What does it say about our society when it is an all-too-common sentiment among teenage boys that girls who are physically unable to give consent are theirs to do with as they please—and not only that, but that doing so is something to be proud of and digitally shared with friends? Even worse, what does it say about society that their fellow classmates, both boys and girls, will perpetuate a culture of victim-blaming by bullying the victim until she kills herself? Rape culture is the easy answer: we have a cultural narrative that blames women for the crimes committed upon them if they dare to engage in activities, such as drinking with friends or going to a party, that wouldn't give a man a second thought. The larger question is how to change it, as I'll discuss below the fold.
"Teaching men not to rape," a common phrase that has arisen as a result of discussion around these incidents, is also an easy answer. It's certainly hard not to agree when young men are raping unconscious women and openly bragging about it by taking pictures of their crime and sending it to all of their friends. But in the case of Rehtaeh and so many others, the rape was only the beginning of the tragedy. What ultimately drove Rehtaeh to take her own life was the constant bullying and harassment from fellow high school students of both genders, who viewed it as perfectly acceptable to slut-shame her for having had sex, regardless of whether it was consensual or not.

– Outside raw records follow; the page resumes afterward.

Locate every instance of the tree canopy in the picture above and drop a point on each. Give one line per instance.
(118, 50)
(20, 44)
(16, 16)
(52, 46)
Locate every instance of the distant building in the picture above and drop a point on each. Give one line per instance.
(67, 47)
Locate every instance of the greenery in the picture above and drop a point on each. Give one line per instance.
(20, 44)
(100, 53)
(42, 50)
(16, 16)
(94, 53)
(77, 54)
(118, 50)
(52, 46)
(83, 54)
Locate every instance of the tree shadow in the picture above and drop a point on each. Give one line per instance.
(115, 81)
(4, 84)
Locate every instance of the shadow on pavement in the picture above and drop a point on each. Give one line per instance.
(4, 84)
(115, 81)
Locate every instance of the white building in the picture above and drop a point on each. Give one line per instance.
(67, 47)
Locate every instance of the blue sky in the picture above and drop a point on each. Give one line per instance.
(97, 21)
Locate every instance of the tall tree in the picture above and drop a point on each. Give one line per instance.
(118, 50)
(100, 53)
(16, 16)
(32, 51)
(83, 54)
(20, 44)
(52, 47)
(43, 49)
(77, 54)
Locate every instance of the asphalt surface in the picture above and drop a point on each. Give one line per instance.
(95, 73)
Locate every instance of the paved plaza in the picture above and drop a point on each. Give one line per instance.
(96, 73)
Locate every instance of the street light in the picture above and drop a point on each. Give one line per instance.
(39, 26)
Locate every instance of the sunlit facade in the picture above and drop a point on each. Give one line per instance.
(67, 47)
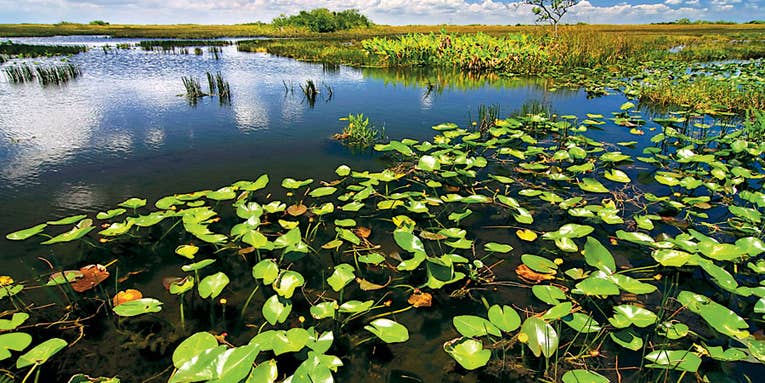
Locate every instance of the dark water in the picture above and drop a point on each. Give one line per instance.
(122, 130)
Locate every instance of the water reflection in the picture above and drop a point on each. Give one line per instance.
(127, 114)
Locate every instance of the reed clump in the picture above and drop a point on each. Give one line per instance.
(217, 86)
(11, 49)
(45, 74)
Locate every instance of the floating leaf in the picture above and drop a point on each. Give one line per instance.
(674, 360)
(138, 307)
(541, 337)
(388, 331)
(41, 353)
(583, 376)
(16, 341)
(26, 233)
(469, 353)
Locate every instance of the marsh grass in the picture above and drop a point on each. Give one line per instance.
(216, 84)
(45, 74)
(359, 132)
(170, 45)
(10, 49)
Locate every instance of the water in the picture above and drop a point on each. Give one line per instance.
(122, 130)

Ending the emotionally destructive practice of slut-shaming and teaching men not to rape at the age where it matters most can go hand-in-hand, and it starts with responsible sex education. Abstinence-only sex education is often grossly misinformed in its curriculum, thus leading to increased rates of sexually transmitted diseases and teen pregnancy; but the problems go far beyond that, as a shocking report on New York schools explains:
The report found that lessons on reproduction and human anatomy were often inaccurate and incomplete, especially because nearly 2 in 3 school districts excluded any mention of female genitalia in their instruction. One school district referred to the vagina as a “sperm deposit.” The courses also lacked practical instruction — while 80 percent of the districts included in the study included some mention of condoms, only about one in three districts taught students how to use them. And a heterosexual and religious bias runs throughout the states’ sex ed curricula, either ignoring or stigmatizing LGBT relationships and emphasizing shame-based messages about sexuality and abstinence.

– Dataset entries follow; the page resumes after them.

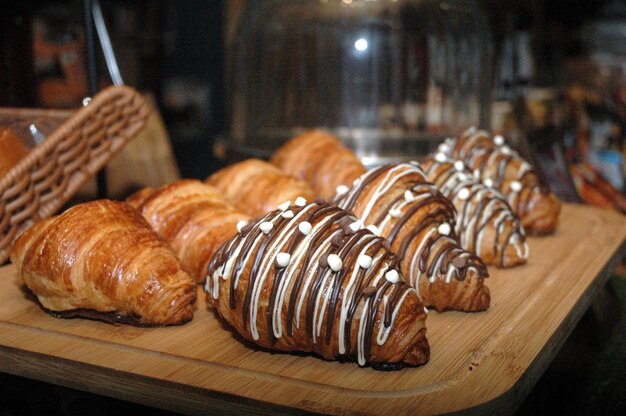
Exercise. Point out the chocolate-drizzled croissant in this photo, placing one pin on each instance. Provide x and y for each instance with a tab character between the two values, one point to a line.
257	187
499	167
300	279
102	260
192	216
484	223
320	159
418	221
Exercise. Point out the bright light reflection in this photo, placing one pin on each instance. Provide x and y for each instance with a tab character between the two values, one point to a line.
360	44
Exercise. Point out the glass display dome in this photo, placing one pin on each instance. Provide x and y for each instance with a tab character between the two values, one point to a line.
390	77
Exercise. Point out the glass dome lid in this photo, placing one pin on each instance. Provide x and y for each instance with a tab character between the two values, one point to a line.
390	77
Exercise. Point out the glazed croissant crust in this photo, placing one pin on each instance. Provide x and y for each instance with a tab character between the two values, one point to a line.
301	279
102	260
191	216
485	224
398	203
320	159
499	167
257	187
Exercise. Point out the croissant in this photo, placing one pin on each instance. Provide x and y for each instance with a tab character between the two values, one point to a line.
321	160
499	167
397	202
257	187
300	279
485	224
191	216
101	260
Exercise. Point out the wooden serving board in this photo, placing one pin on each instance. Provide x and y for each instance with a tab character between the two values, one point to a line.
480	363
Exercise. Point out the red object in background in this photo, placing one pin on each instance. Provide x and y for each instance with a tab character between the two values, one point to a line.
60	65
594	189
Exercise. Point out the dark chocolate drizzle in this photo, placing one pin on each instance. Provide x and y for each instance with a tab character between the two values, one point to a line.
346	243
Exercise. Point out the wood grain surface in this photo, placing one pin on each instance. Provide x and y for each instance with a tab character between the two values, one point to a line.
481	363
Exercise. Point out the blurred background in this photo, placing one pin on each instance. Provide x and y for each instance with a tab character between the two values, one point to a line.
233	78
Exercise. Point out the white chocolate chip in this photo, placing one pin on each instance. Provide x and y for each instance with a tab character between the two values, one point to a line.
516	186
356	226
283	259
341	189
305	227
241	224
334	262
444	229
392	276
266	226
365	261
463	194
395	213
374	229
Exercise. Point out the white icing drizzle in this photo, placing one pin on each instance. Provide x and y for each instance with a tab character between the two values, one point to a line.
284	205
466	193
305	227
392	276
276	256
334	262
266	227
241	224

If we are, indeed, to teach men not to rape, sex education has to discuss the meaning of consent: that women have sexual agency. But how can we even get started having that conversation if girls are taught in the classroom that sex is so shameful that that the word "vagina" cannot even appear in the instructional materials? Ending rape culture and ending the bullying that drives rape victims to suicide must begin with a rebellion against the failed abstinence-only policies that have become so prevalent lately.
Thankfully, we have a role model to emulate. Katelyn Campbell, a high-school senior in West Virginia, took a stand against her school's promotion of a slut-shaming abstinence-only speaker. And rather than be intimidated by a principal who threatened to call the college to which she had been accepted and report her as having "bad character," she filed an injunction against him instead.
Ending sexual violence against women will be hard, but the first step must come from eliminating the cultural practices that blame the victim. We can start by demanding comprehensive, non-judgmental sex education that teaches the unequivocal necessity of consent and ends the shaming of female sexual agency.